Inventare un sistema, un robot diremmo oggi, che automaticamente facesse il tuo ritratto era lo scopo di molti. Riuscì per primo Daguerre, con i suoi dagherrotipi. Erano piccole lastre, in unico esemplare, che sapevano più della miniatura, ottenute con un pericoloso processo ai velenosi vapori di mercurio. Non era ancora l’immagine per tutti. La strada per rendere disponibile a tutti il ritratto, per la sua democratizzazione diremmo oggi, la intraprese Fox Talbot. Erano gli anni quaranta dell’Ottocento. Iniziava il trionfale cammino del processo negativo/positivo ai sali d’argento. In una manciata d’anni fiorirono, in tutto il mondo, migliaia e migliaia di studi fotografici. L’automazione del ritratto ne ridusse il prezzo. Alcuni pittori persero il lavoro ma si crearono migliaia di posti di lavoro per una nuova categoria di lavoratori: i fotografi. Il robot che sostituiva il pittore ritrattista, ma anche il pittore paesaggista e quello di nature morte, si basava su una parte meccanica, la fotocamera e una parte chimico/fisica, l’emulsione sensibile stesa su di un supporto. Già nel 1888 Eastman Kodak proponeva una fotocamera di largo consumo con il famoso slogan “Voi premete il pulsante, noi faremo il resto”.

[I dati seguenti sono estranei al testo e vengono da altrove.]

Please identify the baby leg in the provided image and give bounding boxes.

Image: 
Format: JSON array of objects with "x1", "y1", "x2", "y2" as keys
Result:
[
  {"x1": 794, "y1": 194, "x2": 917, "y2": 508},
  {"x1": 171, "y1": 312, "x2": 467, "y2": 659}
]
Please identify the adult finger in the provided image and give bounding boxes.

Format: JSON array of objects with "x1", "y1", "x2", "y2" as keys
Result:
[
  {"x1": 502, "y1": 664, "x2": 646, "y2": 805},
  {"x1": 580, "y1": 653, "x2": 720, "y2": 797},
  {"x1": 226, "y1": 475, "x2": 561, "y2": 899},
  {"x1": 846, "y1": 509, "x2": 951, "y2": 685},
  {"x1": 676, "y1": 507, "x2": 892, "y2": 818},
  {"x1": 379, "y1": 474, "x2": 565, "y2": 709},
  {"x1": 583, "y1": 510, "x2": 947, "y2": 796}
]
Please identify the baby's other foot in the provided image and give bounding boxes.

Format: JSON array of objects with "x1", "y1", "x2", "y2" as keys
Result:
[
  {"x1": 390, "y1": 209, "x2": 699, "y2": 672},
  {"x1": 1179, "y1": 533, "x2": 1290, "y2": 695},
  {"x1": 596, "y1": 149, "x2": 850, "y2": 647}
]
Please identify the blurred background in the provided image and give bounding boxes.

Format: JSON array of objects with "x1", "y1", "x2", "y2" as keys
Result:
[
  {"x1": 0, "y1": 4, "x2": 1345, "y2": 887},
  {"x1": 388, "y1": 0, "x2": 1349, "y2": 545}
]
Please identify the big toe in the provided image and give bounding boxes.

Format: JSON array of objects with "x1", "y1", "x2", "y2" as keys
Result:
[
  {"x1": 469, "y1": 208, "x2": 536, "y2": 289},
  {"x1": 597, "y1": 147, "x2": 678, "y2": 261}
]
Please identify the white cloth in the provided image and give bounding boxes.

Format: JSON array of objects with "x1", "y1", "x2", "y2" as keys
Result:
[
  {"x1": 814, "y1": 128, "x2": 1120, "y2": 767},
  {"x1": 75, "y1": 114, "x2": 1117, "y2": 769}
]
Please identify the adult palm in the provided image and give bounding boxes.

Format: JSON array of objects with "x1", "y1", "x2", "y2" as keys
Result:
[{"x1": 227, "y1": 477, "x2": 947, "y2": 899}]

La storia non tramanda il nome di chi inventò l’autoscatto: dispositivo che, oggi, nei libretti d’istruzione delle fotocamere, è chiamato timer. Premi il pulsante e, prima che scatti l’otturatore, passa una manciata di secondi. Quelli che consentono di metterti in posa davanti all’obiettivo. L’inventore dell’autoscatto andrebbe celebrato nel Pantheon della fotografia assieme ai grandi. Già all’epoca della pellicola soddisfaceva la voglia di autoritratto, oggi lo chiamiamo selfie, che è in tutti quelli che giocano con l’immagine: pittori o fotografi che siano. Anche i pittori indulgevano all’autoritratto. Poi venne il digitale e il robot automatico, pittore di ritratti e paesaggi, si perfezionò ancora e ancora e ancora fino a trasformarsi in uno smartphone. La fotografie nacque… oggi. E Nadar e Nièpce e Arago e Talbot stanno a guardare: la generazione dei selfie ha raggiunto il loro scopo. E dopo? Questa è un’altra storia, avrebbe risposto Kipling. E.P.